Mehr als die Hälfte aller P.-Produkte werden für die Bauindustrie produziert (Fensterrahmen, Rohre, Bodenbeläge). Weiterhin wird P. zu Verpackungen (z.B. Plastikfolien und Verbundverpackungen), Kabelummantelungen und Spielzeug verarbeitet.

P. enthält im Vergleich zu anderen Kunststoffen größere Mengen an Additiven. Die im P. enthaltenen Stabilisatoren und Farbstoffe sind meist schwermetallhaltig. In Müllverbrennungsanlagen können diese Schwermetalle freigesetzt werden, ebenso können dabei Chlorwasserstoff und Dioxine entstehen. Nur eine getrennte Abfallsammlung und ein Verzicht auf P.-Produkte kann diese Probleme lösen.

Autor: KATALYSE Institut

Polyurethan

P. abgekürzt PUR, ist eine Gruppe von Kunststoffen, die aus Polyisocyanaten und Polyalkoholen hergestellt werden.

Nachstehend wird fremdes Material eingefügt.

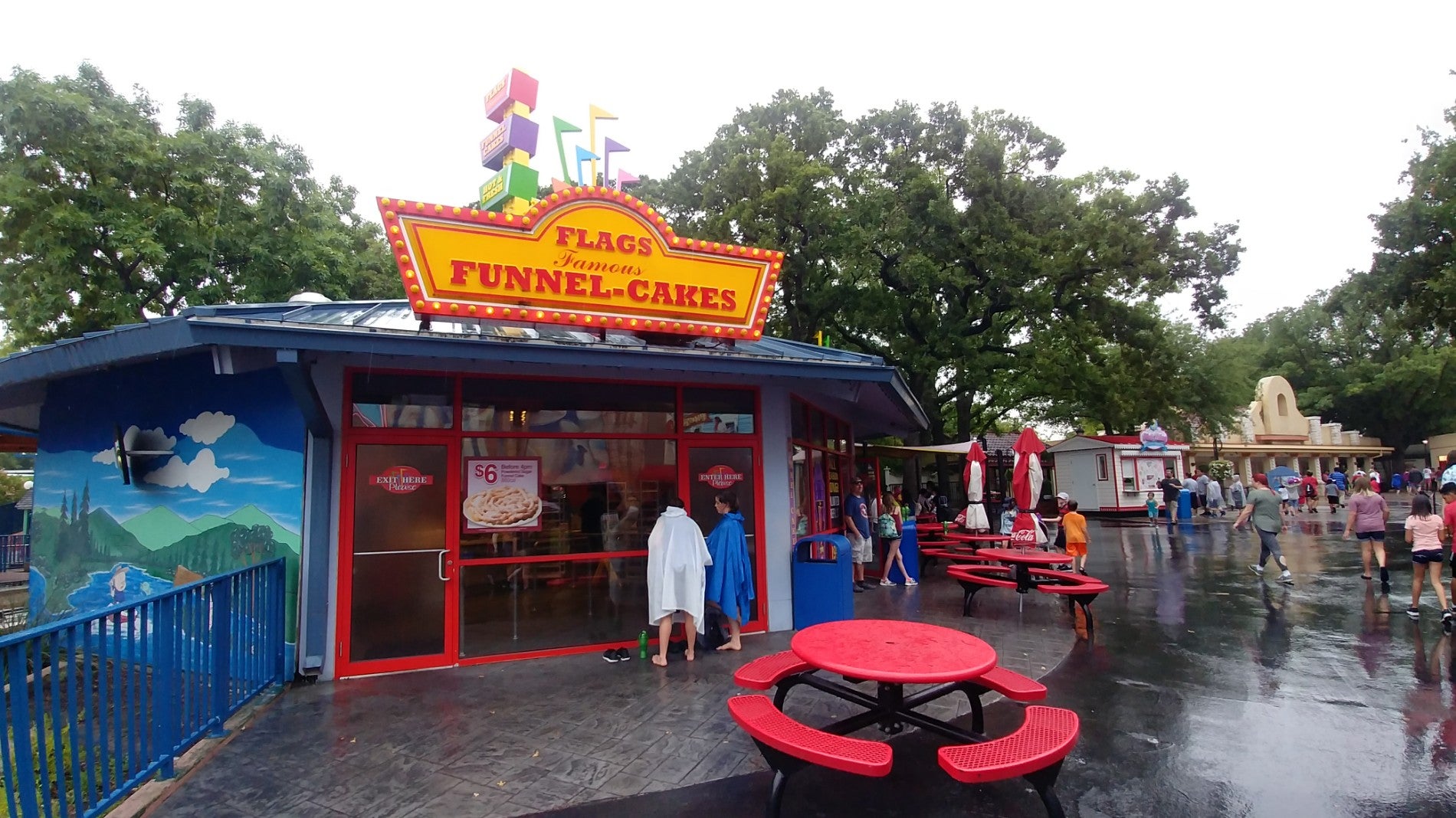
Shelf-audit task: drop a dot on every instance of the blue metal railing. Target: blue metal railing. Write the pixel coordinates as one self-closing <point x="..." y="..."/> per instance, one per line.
<point x="95" y="705"/>
<point x="15" y="552"/>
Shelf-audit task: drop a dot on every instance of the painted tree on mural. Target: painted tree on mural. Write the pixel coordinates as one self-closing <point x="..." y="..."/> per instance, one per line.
<point x="948" y="244"/>
<point x="110" y="218"/>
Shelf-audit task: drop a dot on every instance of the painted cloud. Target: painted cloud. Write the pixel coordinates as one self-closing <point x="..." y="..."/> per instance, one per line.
<point x="207" y="427"/>
<point x="147" y="440"/>
<point x="200" y="475"/>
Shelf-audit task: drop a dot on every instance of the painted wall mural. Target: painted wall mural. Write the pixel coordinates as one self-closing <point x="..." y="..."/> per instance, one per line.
<point x="228" y="496"/>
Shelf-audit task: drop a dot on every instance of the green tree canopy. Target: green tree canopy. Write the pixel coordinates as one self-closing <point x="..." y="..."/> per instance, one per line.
<point x="946" y="244"/>
<point x="108" y="218"/>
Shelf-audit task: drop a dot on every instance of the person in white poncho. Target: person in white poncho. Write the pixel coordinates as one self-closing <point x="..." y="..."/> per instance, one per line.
<point x="677" y="562"/>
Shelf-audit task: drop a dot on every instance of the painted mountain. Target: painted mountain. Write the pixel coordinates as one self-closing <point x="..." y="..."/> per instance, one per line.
<point x="92" y="540"/>
<point x="226" y="494"/>
<point x="162" y="527"/>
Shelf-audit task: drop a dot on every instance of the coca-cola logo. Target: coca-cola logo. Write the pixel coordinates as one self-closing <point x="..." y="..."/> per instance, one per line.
<point x="402" y="479"/>
<point x="1024" y="530"/>
<point x="720" y="476"/>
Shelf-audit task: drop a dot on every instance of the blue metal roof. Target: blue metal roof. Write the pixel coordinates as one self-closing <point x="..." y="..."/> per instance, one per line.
<point x="391" y="328"/>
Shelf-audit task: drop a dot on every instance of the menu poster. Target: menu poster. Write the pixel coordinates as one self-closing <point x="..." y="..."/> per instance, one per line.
<point x="503" y="494"/>
<point x="1149" y="473"/>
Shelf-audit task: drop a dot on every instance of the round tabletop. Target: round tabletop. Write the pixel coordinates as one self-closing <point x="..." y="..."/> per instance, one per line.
<point x="1024" y="556"/>
<point x="893" y="651"/>
<point x="969" y="539"/>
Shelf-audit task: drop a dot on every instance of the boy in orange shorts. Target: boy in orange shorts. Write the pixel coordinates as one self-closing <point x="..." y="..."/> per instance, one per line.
<point x="1077" y="528"/>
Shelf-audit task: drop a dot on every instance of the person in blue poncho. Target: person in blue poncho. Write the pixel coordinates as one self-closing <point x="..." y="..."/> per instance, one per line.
<point x="730" y="577"/>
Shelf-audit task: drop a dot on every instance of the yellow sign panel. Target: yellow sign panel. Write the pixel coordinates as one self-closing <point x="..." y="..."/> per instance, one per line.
<point x="585" y="257"/>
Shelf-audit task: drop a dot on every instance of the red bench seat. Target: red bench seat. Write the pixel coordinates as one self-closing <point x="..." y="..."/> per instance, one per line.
<point x="1034" y="751"/>
<point x="976" y="577"/>
<point x="789" y="745"/>
<point x="766" y="672"/>
<point x="1012" y="685"/>
<point x="989" y="575"/>
<point x="1005" y="682"/>
<point x="1067" y="583"/>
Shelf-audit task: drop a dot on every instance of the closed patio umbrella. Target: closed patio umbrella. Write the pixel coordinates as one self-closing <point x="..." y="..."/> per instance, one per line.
<point x="1025" y="488"/>
<point x="975" y="478"/>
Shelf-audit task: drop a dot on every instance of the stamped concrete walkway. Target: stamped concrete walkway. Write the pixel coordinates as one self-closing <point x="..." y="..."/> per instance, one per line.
<point x="519" y="738"/>
<point x="1208" y="692"/>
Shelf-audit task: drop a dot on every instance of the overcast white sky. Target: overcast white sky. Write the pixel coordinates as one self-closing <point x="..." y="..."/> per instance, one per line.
<point x="1284" y="116"/>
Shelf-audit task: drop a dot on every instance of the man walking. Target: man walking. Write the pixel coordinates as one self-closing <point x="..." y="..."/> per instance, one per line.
<point x="1339" y="478"/>
<point x="857" y="528"/>
<point x="1171" y="489"/>
<point x="1264" y="511"/>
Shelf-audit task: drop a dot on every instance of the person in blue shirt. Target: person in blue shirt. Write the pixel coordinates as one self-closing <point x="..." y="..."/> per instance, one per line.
<point x="857" y="530"/>
<point x="728" y="584"/>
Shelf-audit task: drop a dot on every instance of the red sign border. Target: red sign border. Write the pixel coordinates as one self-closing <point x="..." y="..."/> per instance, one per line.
<point x="422" y="303"/>
<point x="375" y="481"/>
<point x="465" y="494"/>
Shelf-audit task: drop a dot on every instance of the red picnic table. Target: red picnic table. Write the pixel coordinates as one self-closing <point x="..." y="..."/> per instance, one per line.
<point x="893" y="654"/>
<point x="957" y="538"/>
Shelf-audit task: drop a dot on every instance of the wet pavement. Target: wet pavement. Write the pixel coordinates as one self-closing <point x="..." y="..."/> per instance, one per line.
<point x="1208" y="692"/>
<point x="517" y="738"/>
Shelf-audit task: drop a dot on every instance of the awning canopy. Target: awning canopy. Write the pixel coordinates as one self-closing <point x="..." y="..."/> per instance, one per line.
<point x="875" y="392"/>
<point x="992" y="441"/>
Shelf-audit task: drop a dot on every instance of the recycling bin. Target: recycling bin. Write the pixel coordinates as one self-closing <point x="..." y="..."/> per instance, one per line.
<point x="823" y="577"/>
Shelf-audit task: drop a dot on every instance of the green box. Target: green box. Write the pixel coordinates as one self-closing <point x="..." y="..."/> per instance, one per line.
<point x="514" y="181"/>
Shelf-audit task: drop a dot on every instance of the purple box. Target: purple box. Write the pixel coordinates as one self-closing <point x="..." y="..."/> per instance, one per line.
<point x="517" y="133"/>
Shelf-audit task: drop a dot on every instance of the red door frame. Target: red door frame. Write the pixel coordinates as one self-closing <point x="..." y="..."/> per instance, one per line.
<point x="760" y="575"/>
<point x="453" y="438"/>
<point x="346" y="590"/>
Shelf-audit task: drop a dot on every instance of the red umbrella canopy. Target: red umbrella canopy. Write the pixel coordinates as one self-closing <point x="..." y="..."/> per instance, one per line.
<point x="1025" y="479"/>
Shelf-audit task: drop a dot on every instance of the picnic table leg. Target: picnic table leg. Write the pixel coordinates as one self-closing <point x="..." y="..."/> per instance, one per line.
<point x="891" y="699"/>
<point x="1044" y="780"/>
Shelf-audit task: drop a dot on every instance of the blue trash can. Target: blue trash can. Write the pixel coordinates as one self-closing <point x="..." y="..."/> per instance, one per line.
<point x="823" y="577"/>
<point x="909" y="552"/>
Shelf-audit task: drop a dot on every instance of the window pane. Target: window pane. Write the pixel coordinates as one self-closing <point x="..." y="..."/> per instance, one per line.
<point x="723" y="411"/>
<point x="815" y="427"/>
<point x="800" y="506"/>
<point x="513" y="607"/>
<point x="402" y="402"/>
<point x="597" y="496"/>
<point x="493" y="405"/>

P. gehört wie die Epoxidharze zu den Duroplasten (= harten, aber nicht flexiblen Kunststoffen). Eine Reihe von Modifikationen bei der Verwendung von Grundstoffen und Katalysatoren in der Herstellung führt zur Herstellung von Weich- und Hartschaumvarianten aus P..
P. wird einerseits als Schaum zur Wärmedämmung und Schallisolierung (Lärmschutz), Polster- und Matratzenherstellung, als Dichtungsmasse im Bau verwendet und andererseits als Hartkunststoff z.B. in der Automobilbranche eingesetzt (Autokauf, Autorecycling).
P.-Hartschaumplatten enthalten zusätzlich Flammschutzmittel, wie Phosphorsäureester, sowie Stabilisatoren und Katalysatoren. Sie sind sehr gut wärmedämmend, aber nicht sorptionsfähig und dampfdicht (in Verbindung mit den benötigten Klebstoffen), sie sind fäulnisresistent, aber Ameisen bauen ihre Nester hinein. Diese Aussagen gelten auch für P.-Ortschäume, die z.B. als Kerndämmung in mehrschaligem Mauerwerk eingesetzt werden.
Montageschäume in Spraydosen zur Abdichtung von Fugen im Handwerker- und Heimwerkerbereich können giftige Ausgangsstoffe (Isocyanate) enthalten. Das Brandverhalten von P. ist problematisch, da neben Diisocyanaten auch Blausäuregas entsteht.
P.-Schäume werden nur noch zu einem geringen Anteil mit FCKWs (Chlorfluorkohlenstoffe) geschäumt, die weitgehend durch einen erhöhten CO2-Anteil bei Schäumung oder durch Pentan ersetzt wurden.
Der Pro-Kopf-Verbrauch stieg von 4,4 kg (1982) auf rd. 14 kg an. 1990 wurden 1,2 Mio t P. in Deutschland hergestellt.
Die Produktion von P. ist aus einer Fülle von Gründen des Arbeits-, Umwelt- und Gesundheitsschutzes langfristig abzulösen.